While nonprofessional caregivers provide invaluable service to others — often jettisoning careers and personal desires in the process — they often haven’t been asked how they are doing.
Technology can help caregivers in many ways, sometimes by taking existing services and using them differently, Coughlin said. For example, virtual video platforms like Zoom let family members who provide caregiving from afar to check in with their parents. “When you ask your mother [on the phone] how she’s doing, there is this a long pause. She will say ‘Okay.’ And you really wish you could see her face to see whether that’s accurate or not,” Coughlin said.
CareHive looks at caregiving in areas as diverse as transportation to wound maintenance. For people providing caregiving out of their own homes, “I want to get into your living room, your kitchen, even your bathroom,” Coughlin said.
What Caregivers Don’t Talk About
Because of its deep examination of the hidden details of life, CareHive exposes obstacles that caregivers don’t necessarily think to mention.
For instance, one told the MIT researchers about using a nutcracker to pry open a medicine bottle. “That is a silly problem,” Coughlin contends. Yet it’s the sort of problem that engineers and designers can solve — but don’t — because caregivers typically aren’t asked.

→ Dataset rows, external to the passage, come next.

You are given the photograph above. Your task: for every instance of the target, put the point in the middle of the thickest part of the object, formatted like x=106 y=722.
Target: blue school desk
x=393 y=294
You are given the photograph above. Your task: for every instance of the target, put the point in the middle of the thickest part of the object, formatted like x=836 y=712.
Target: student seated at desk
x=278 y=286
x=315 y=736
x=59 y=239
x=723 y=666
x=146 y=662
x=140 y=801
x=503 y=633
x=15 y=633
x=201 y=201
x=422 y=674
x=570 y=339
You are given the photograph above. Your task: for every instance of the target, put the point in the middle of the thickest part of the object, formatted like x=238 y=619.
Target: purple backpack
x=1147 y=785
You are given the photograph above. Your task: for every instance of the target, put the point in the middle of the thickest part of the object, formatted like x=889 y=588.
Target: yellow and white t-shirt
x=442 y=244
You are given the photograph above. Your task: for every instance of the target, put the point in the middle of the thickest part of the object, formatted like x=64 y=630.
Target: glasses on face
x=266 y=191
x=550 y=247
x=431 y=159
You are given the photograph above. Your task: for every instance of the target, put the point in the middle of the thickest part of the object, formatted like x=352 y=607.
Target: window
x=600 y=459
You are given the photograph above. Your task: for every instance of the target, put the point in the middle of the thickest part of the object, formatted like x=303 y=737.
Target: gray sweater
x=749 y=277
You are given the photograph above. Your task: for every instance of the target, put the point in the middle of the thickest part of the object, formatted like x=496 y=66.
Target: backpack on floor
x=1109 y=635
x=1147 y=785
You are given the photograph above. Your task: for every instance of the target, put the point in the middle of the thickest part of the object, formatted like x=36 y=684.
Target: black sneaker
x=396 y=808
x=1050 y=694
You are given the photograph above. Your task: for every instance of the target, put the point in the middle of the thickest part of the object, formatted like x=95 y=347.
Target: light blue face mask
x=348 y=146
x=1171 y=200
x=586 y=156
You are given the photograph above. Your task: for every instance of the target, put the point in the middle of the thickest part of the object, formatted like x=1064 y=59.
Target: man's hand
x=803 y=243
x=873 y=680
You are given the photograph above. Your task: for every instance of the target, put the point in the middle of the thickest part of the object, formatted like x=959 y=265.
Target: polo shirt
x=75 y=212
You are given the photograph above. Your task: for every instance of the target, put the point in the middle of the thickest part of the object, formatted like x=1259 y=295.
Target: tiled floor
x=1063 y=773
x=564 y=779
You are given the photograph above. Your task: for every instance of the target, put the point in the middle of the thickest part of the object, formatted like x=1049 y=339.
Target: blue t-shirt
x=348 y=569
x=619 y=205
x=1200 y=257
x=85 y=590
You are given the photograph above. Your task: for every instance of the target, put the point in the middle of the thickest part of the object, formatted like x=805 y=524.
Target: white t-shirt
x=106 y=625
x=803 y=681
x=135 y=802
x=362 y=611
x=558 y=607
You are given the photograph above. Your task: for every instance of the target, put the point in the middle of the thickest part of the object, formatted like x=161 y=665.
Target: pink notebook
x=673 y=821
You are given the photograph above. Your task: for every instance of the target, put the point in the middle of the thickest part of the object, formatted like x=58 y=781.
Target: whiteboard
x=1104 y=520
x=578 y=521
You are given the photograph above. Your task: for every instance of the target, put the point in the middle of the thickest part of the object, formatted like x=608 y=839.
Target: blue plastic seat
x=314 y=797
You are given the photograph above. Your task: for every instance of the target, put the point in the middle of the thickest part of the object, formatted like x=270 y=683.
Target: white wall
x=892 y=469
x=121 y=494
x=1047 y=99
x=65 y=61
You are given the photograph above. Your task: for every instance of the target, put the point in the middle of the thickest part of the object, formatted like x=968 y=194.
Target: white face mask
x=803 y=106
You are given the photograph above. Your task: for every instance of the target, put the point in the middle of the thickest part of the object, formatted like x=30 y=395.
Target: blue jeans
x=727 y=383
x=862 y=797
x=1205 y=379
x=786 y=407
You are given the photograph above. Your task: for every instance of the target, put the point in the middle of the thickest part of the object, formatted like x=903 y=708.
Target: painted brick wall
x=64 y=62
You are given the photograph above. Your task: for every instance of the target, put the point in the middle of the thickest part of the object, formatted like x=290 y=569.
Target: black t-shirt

Lately, Eno has been considering how much longer he can keep up his mother’s care. But with the pandemic, he’s unsure if it would even be possible to move her into a nursing home if necessary.
For now, though, he talks about the poignant process of watching his mother “disappear.” She will leaf through one of her old datebooks from 1995, chock-full of meetings and events. Back then, his mother was a political activist, attending peace vigils, organizing aid to Nicaragua and helping with resettling of Rwandan refugees. For fun, she’d kayak with friends every Thursday, weather permitting.
“Now it’s down to the same twelve stories over and over again,” Eno noted. “She’s disappearing. But I’m disappearing, too.”
With CareHive, Coughlin wants to ensure that caregivers know they are not alone. “Only other caregivers can understand,” Coughlin asserted.